Keto Caramel Sauce
I made this caramel sauce that is keto-friendly. It amazes me what can be made that is keto and sugar-free. You would think that since this is a sauce that is usually based on a simple syrup that it would not be able to be made keto, but this tastes just like caramel. I love being able to have my favorite things and still stay keto. It makes eating this way so much easier.
Quick and Easy
Sure, there are a lot of sugar-free caramel options on the market, however, they usually have added chemicals and stuff I just don’t want to eat. It is an option if you don’t want to make your own, but it is so easy. Why not just makes it at home with whole ingredients? It is really quick and easy to make. You can have freshly made caramel in about 10 minutes. This is a small batch of caramel, it is so easy why not make it fresh whenever you need it.
Not Just a Topping
The reason I made this in the first place was to top my turtle cheesecake recipe. However, this caramel sauce can be used for so many other things.
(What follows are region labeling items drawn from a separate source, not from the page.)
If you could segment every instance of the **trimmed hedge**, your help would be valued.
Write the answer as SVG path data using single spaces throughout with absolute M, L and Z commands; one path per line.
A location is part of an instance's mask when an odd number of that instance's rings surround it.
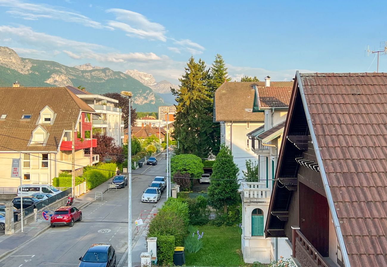
M 156 237 L 157 237 L 158 265 L 162 266 L 173 265 L 175 237 L 160 235 Z

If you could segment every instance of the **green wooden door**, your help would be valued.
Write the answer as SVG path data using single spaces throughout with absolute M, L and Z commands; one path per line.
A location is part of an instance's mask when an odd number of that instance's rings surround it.
M 262 237 L 264 235 L 264 216 L 262 215 L 251 216 L 251 235 Z

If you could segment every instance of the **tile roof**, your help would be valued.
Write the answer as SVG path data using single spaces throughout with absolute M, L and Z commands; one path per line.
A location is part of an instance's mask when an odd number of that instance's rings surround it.
M 387 266 L 387 73 L 304 73 L 352 267 Z
M 266 137 L 270 136 L 277 131 L 283 128 L 285 126 L 285 122 L 283 122 L 279 124 L 276 125 L 275 126 L 273 127 L 273 128 L 269 129 L 267 131 L 262 133 L 260 135 L 257 136 L 257 138 L 258 139 L 262 140 Z
M 262 82 L 224 83 L 215 93 L 216 121 L 263 121 L 263 112 L 252 112 L 254 95 L 253 86 L 260 83 Z
M 286 87 L 272 86 L 271 84 L 268 87 L 257 87 L 259 108 L 289 106 L 293 82 L 287 82 L 289 84 Z
M 65 87 L 0 88 L 0 150 L 56 151 L 65 130 L 71 130 L 81 111 L 94 110 Z M 52 125 L 45 124 L 49 133 L 45 146 L 28 146 L 32 131 L 38 125 L 40 112 L 48 106 L 56 114 Z M 21 120 L 31 114 L 29 120 Z

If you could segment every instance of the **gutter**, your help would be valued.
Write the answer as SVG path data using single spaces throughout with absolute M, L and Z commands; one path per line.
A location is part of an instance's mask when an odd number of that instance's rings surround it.
M 301 81 L 301 76 L 300 75 L 300 72 L 298 71 L 297 71 L 296 72 L 296 76 L 297 77 L 297 79 L 298 81 L 298 87 L 300 88 L 300 92 L 301 95 L 301 99 L 304 106 L 304 110 L 305 110 L 305 114 L 306 115 L 307 120 L 308 122 L 308 126 L 309 127 L 309 131 L 310 132 L 312 142 L 313 144 L 313 148 L 316 153 L 316 157 L 317 158 L 317 161 L 319 163 L 319 166 L 320 167 L 320 172 L 321 174 L 322 182 L 324 184 L 324 190 L 325 191 L 325 194 L 327 196 L 327 199 L 328 200 L 328 204 L 329 207 L 329 210 L 330 210 L 330 213 L 332 215 L 333 224 L 334 225 L 335 229 L 336 230 L 337 241 L 340 245 L 340 248 L 341 249 L 341 254 L 343 256 L 344 265 L 346 267 L 351 267 L 351 263 L 349 262 L 349 259 L 348 256 L 347 248 L 346 247 L 345 243 L 344 243 L 344 238 L 342 237 L 342 233 L 341 232 L 341 228 L 340 228 L 339 218 L 337 217 L 337 213 L 336 213 L 336 209 L 335 208 L 334 203 L 333 202 L 333 199 L 332 198 L 332 195 L 330 192 L 330 189 L 329 188 L 329 184 L 328 183 L 328 178 L 327 177 L 327 174 L 325 172 L 325 168 L 324 167 L 322 159 L 321 158 L 321 155 L 320 153 L 320 148 L 317 145 L 317 139 L 316 138 L 316 134 L 315 133 L 314 129 L 313 128 L 313 125 L 312 124 L 312 120 L 310 117 L 310 114 L 309 113 L 309 108 L 308 107 L 308 105 L 307 103 L 307 100 L 305 96 L 305 93 L 304 92 L 304 88 L 302 84 L 302 81 Z

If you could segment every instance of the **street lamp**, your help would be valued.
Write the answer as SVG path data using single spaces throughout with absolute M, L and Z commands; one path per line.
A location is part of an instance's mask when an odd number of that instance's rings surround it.
M 128 174 L 129 177 L 129 200 L 128 205 L 128 267 L 132 267 L 132 135 L 130 131 L 130 98 L 132 92 L 122 91 L 121 94 L 127 96 L 129 100 L 128 115 Z

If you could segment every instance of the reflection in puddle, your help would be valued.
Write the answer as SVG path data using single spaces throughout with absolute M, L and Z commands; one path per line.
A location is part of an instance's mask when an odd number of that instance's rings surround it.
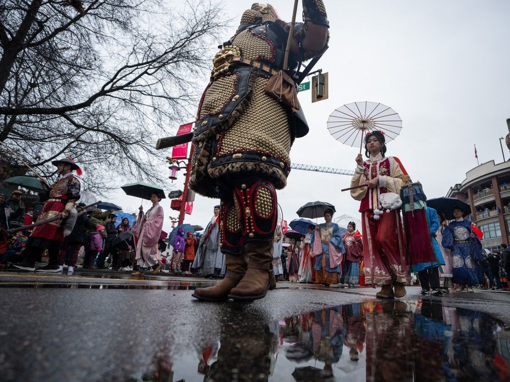
M 0 288 L 58 288 L 68 289 L 166 289 L 168 290 L 194 290 L 196 288 L 208 287 L 206 283 L 176 281 L 162 282 L 160 284 L 60 284 L 58 283 L 3 283 Z
M 371 301 L 269 325 L 251 317 L 247 330 L 226 318 L 216 339 L 199 341 L 192 353 L 164 352 L 178 355 L 155 360 L 142 379 L 510 380 L 510 331 L 485 313 L 437 302 Z

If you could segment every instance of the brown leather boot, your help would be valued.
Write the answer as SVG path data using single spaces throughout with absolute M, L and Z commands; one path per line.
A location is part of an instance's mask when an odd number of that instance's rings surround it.
M 246 264 L 242 254 L 225 254 L 226 272 L 225 277 L 219 283 L 207 288 L 197 288 L 191 295 L 201 301 L 226 301 L 228 293 L 243 278 L 246 272 Z
M 248 269 L 228 297 L 236 301 L 253 301 L 276 287 L 273 270 L 273 240 L 249 241 L 245 249 Z
M 391 284 L 385 284 L 381 287 L 381 290 L 377 292 L 375 296 L 379 298 L 393 298 L 395 297 L 393 287 Z
M 403 297 L 407 294 L 405 291 L 405 284 L 403 283 L 393 283 L 393 287 L 395 288 L 395 297 Z

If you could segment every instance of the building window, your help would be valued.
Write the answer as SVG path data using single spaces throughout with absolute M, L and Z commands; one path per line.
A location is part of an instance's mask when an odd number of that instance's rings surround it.
M 483 232 L 483 239 L 494 239 L 501 237 L 501 230 L 499 223 L 490 223 L 480 226 L 480 229 Z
You can use it to top foods such as ice cream, waffles, pancakes, etc. Yet, you can also put this in your coffee; just stir in so that it melts (you can even do this after it hardens in the fridge for a sweet treat In your coffee). It reminds me of the flavored coffee we used to buy before going keto. We don’t use them anymore because even the sugar-free options have corn syrup solids… no thanks. We have also used emulsions in our coffee, those are really good too.
Nutrition for the recipe is on My Fitness Pal just search Certainlyketo-Keto Caramel Sauce.
- Serves: ⅓ cup
- Serving size: 1 Tbsp
- Calories: 105
- Fat: 11
- Sodium: 8
- 3 Tbsp. unsalted butter
- 2 Tbsp. erythritol (powdered)
- ½ cup heavy cream
- 1 tsp. vanilla
- Pinch of salt (add more for salted caramel)
- In a medium-size saucepan over medium heat, melt butter and cook until it is a golden amber color.
- Add water and erythritol. Whisk together. Bring to a simmer over medium-high heat while whisking occasionally until all ingredients are fully incorporated.
- Add heavy cream, vanilla, and salt.
- Continue to whisk occasionally, the caramel will start to thicken and deepen a bit in color. This will take about 8-12 minutes. Caramel will be thick, but still pourable.
- Do not overcook (this will result in burnt caramel or for the caramel to separate).
- Use immediately or place the caramel in a glass jar or an airtight container. This can be stored in the refrigerator up to about a week. It may be able to last longer than a week, yet since it is a small batch it usually never lasts that long.
- This sauce will harden in the refrigerator, you can place it in the microwave for a couple of seconds or until it melts to the consistency you would like. Be careful not to heat too long as it may separate.
- If it does separate you can put it in a blender and it should come back together.